Rules-Based Filtering

Initial efforts to track down spoofed e-mail was the genesis of the rules-based filter, which began very simple and became much more complex over time. The technical strategy was to filter incoming e-mail messages based on refined rules-sets and forward the clean mail. Rule-sets triggered on information in the header control files of the mail messages. The message content was not used in the filtering process. All filtered mail was processed via one of two paths.

In the early hours of the filter prototype, we discovered that a majority of e-mail bombs contained invalid originator SMTP addresses without the @ sign. Our first prototype filter jailed all messages with invalid SMTP address formats. However, our cyber-bomb opponents adapted, created bogus addresses with random symbols. Our filters were actively probed by bombers across the Internet (and across the globe) in order to understand how our filters were implemented [10]. Below is a small code fragment, written in PERL, from the first alpha version filter prototype, illustrating simple rule-set processing on the header files.

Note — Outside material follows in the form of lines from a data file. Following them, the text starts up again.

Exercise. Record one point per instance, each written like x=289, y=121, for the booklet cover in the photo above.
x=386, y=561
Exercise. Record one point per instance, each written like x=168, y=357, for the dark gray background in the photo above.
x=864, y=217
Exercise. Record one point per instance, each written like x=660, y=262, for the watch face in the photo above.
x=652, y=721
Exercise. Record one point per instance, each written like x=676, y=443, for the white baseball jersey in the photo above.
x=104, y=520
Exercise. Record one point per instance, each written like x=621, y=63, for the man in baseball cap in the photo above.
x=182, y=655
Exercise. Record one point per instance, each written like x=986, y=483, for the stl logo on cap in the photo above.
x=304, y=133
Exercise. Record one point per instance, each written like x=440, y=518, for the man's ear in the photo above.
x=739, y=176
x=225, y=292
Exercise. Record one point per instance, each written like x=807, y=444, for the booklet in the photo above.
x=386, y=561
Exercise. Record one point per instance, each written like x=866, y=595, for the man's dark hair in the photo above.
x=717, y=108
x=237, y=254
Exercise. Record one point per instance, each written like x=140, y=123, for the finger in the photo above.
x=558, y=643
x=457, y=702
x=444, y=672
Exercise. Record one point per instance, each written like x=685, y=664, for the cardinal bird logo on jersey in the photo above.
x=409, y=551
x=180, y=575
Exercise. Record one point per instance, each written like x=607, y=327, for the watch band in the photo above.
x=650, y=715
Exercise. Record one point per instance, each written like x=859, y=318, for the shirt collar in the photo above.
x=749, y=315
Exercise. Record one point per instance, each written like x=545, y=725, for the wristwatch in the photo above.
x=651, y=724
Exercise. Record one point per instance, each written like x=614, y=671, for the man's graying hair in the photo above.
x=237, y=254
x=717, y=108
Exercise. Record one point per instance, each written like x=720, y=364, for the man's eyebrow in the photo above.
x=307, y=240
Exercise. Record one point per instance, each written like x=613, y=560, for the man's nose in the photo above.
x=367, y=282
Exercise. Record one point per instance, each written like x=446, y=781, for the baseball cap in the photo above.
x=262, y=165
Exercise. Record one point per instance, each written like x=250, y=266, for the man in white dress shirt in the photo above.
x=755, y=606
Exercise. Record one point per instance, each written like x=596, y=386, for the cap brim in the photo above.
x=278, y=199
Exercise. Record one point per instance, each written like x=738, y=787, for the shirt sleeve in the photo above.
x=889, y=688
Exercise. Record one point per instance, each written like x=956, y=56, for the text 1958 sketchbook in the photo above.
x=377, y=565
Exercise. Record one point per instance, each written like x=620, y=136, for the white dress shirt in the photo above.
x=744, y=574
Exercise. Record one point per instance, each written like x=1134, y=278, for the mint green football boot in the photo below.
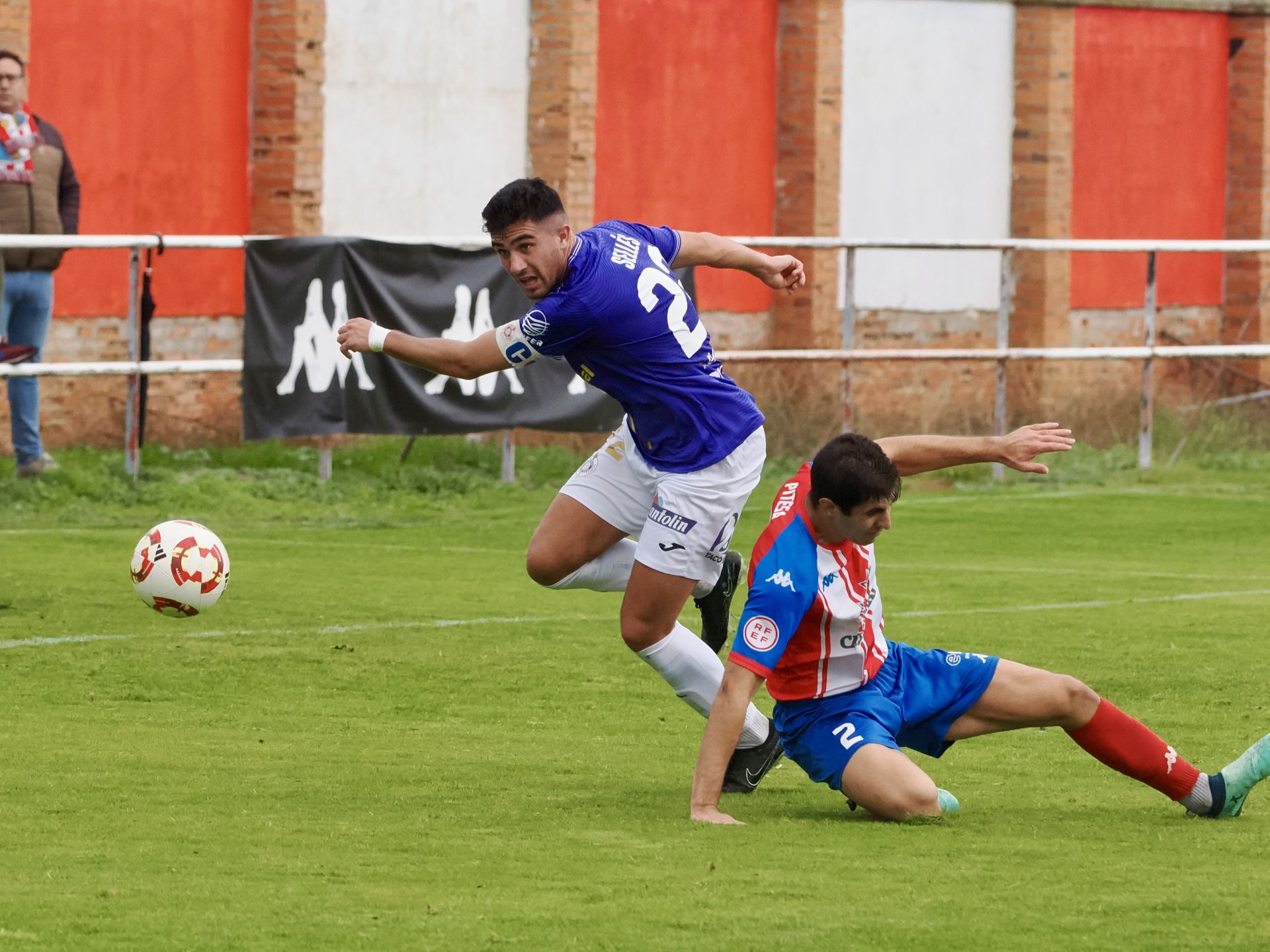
x=1241, y=776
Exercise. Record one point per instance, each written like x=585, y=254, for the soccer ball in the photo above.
x=181, y=568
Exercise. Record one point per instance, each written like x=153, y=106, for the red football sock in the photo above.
x=1129, y=746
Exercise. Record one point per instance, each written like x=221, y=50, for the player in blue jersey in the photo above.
x=847, y=699
x=679, y=470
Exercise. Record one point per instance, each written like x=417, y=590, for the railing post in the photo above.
x=1003, y=310
x=132, y=415
x=324, y=459
x=508, y=457
x=1146, y=424
x=849, y=339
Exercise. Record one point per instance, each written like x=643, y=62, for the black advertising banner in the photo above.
x=296, y=382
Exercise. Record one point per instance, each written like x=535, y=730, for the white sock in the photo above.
x=1199, y=801
x=609, y=571
x=695, y=673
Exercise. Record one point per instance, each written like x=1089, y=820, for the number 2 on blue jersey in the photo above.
x=690, y=339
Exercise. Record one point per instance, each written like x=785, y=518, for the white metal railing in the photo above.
x=1002, y=353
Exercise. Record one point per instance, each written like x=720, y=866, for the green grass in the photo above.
x=386, y=736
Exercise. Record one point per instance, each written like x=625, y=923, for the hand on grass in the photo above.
x=710, y=814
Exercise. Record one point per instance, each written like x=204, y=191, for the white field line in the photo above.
x=1038, y=571
x=1067, y=606
x=556, y=619
x=327, y=629
x=37, y=643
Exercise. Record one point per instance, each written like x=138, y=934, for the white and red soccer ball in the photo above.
x=181, y=568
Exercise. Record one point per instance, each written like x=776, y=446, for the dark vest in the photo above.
x=31, y=208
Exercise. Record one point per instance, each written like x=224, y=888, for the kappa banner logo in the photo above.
x=473, y=319
x=470, y=324
x=761, y=633
x=317, y=350
x=783, y=579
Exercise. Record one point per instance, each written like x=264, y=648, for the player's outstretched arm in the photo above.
x=780, y=272
x=466, y=360
x=1017, y=450
x=723, y=731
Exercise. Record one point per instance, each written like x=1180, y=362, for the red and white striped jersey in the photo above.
x=813, y=621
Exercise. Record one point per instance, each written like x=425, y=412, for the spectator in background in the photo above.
x=38, y=196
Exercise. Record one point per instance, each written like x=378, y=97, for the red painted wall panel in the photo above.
x=1148, y=158
x=686, y=125
x=151, y=97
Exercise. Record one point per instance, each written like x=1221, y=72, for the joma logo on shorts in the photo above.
x=672, y=521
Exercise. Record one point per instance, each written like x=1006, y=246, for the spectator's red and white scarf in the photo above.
x=19, y=135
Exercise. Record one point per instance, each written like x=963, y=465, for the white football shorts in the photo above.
x=683, y=521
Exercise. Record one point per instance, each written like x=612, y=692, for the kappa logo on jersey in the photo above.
x=534, y=325
x=672, y=521
x=783, y=578
x=785, y=500
x=761, y=633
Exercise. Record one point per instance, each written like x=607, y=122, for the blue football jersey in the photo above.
x=628, y=327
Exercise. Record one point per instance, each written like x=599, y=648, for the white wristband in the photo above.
x=376, y=337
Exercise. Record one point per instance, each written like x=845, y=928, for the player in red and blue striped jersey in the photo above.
x=847, y=699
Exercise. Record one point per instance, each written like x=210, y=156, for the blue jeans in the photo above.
x=28, y=307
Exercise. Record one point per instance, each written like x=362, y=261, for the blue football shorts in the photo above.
x=913, y=699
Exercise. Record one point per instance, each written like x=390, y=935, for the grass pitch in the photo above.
x=386, y=736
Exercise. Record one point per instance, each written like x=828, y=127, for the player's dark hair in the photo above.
x=851, y=470
x=524, y=200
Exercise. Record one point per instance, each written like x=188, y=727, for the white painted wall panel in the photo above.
x=425, y=112
x=927, y=118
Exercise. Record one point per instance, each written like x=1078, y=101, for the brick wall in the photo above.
x=287, y=116
x=183, y=411
x=563, y=61
x=16, y=26
x=1042, y=198
x=803, y=401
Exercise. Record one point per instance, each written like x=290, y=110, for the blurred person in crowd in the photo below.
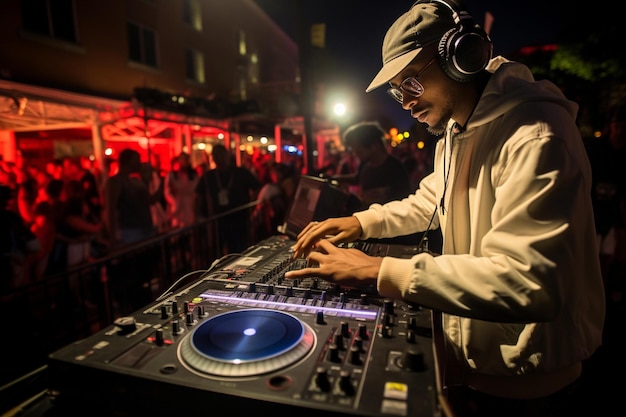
x=273, y=201
x=18, y=244
x=44, y=228
x=158, y=212
x=180, y=191
x=381, y=177
x=127, y=202
x=608, y=161
x=227, y=189
x=517, y=293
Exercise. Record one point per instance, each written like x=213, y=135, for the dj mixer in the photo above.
x=242, y=340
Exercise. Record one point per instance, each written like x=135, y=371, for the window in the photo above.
x=192, y=14
x=194, y=65
x=142, y=45
x=54, y=18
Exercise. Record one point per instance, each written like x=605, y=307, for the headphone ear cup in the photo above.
x=463, y=54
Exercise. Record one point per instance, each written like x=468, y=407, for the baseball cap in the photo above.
x=423, y=24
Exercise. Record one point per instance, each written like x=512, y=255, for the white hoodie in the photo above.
x=519, y=279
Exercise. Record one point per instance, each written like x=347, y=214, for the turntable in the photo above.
x=229, y=347
x=245, y=343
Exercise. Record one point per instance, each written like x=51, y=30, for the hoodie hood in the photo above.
x=511, y=84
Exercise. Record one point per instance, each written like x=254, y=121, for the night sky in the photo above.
x=355, y=30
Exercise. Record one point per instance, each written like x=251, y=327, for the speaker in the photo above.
x=466, y=49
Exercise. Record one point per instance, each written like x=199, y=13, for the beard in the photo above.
x=439, y=127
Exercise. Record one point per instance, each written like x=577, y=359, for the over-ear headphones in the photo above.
x=465, y=50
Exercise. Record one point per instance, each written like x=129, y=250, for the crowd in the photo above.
x=61, y=214
x=69, y=211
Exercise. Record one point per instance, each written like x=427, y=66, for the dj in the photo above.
x=518, y=282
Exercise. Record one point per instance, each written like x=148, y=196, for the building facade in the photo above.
x=82, y=77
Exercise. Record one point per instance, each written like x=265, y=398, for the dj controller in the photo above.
x=242, y=340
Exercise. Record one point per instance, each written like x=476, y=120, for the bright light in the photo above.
x=339, y=109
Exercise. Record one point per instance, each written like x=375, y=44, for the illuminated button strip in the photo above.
x=330, y=308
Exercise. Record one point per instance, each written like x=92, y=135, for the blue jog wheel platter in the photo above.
x=245, y=343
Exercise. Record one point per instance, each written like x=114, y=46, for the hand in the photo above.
x=335, y=230
x=345, y=267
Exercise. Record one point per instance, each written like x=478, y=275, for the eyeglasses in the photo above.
x=410, y=85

# author: Tim Bass Jan. 23, 1997

# Sendmail will run with the 'queue only and 
# not deliver'  option, -odq, as a daemon 
# process (sendmail -bd -odq).
# This script is executed by crond 
# Currently executed every five minutes

# open the qf files

open(QF,"<$Header")|| die "Can't open files\n";

# search the qf files for interesting things
# currently, only doing minimal filtering on
# the sender.  It is easy, however, to filter
# on other header fields, as required.

while(<QF>){

#  the /^S/ expression looks in the qf file 
#  for the line beginning with S, the sender

if(/^S/){ 

#  then we look in that line for senders
#  without @ signs

if(!/\@/){ 

#  and we move the suspected header and data
#  files to the suspected queue, qjail

if(!/<>/){ 
      rename($Header,$JailFile);
      rename($Data,$JailFile2);
      } 
}

#  and we copy these suspected senders with data
#  files to the copy queue, qcopy (just in case)

elsif(/whitehouse/i){
       system("/bin/cp $Header $CopyFile");
       system("/bin/cp $Data $CopyFile2");
                   }
       elsif(/whistleblower/i) {
       system("/bin/cp $Header $CopyFile");
       system("/bin/cp $Data $CopyFile2");
       }

close(QF);  } } }
close(QUEUE);

# then we move the 'good stuff' remaining out 
# of the processing queue into the clean queue;
# /usr/lib/sendmail -q -oQ/usr/spool/qclean"

The bombers were adapting to new filter rule-sets within 24 to 48 hours. The most common bomb signature was repeated e-mail with the same sender-receiver pairs. With few exceptions, this fact provided a successful indicator of hostile e-mail. We refined the filtering algorithm based on this observation and provided the programming requirements to the development team. This algorithm became a key element in mitigating numerous types of e-mail bombs during attacks.

It is important to briefly point out that there are occasional exceptions to most filter-rules. Trapping all of the exception conditions at the application layer can prove to be a difficult (perhaps impossible) programming challenge. It is impractical, from a resource perspective, to obtain a 100 percent solution. However, the tradeoff of jailing a very small percentage of good e-mail vis-a-vis minimizing the risk and exposure to the enterprise was a management decision, not a technical one.

The prototype filter design also provided valuable information which assisted investigators discover the content, type and origin of the criminal e-mail. Trapping and jailing politically charged mail became a high priority as our team began refining filter rules based on illicit e-mail origin, SMTP mailer, originator, sender-receiver pairs, etc. Our software development team provided numerous enhancements to the original filter prototype which resulted in reduced countermeasures manpower and improved filter granularity. The speed of the sendmail process receiving and forwarding mail in real-time made queuing the messages prior to filtering necessary. The additional latency in the mail-filter processing was actually offset by performance improvements in the SMTP infrastructure. However, we did not quantify these observations.

In addition, by queuing the messages, the entire SMTP header file and control messages could be used in the filter process. This proved to be extremely valuable in the process of examining mail bombs, understanding the nature of the attacks, and simultaneously insuring all e-mail was correctly delivered with minimal delay.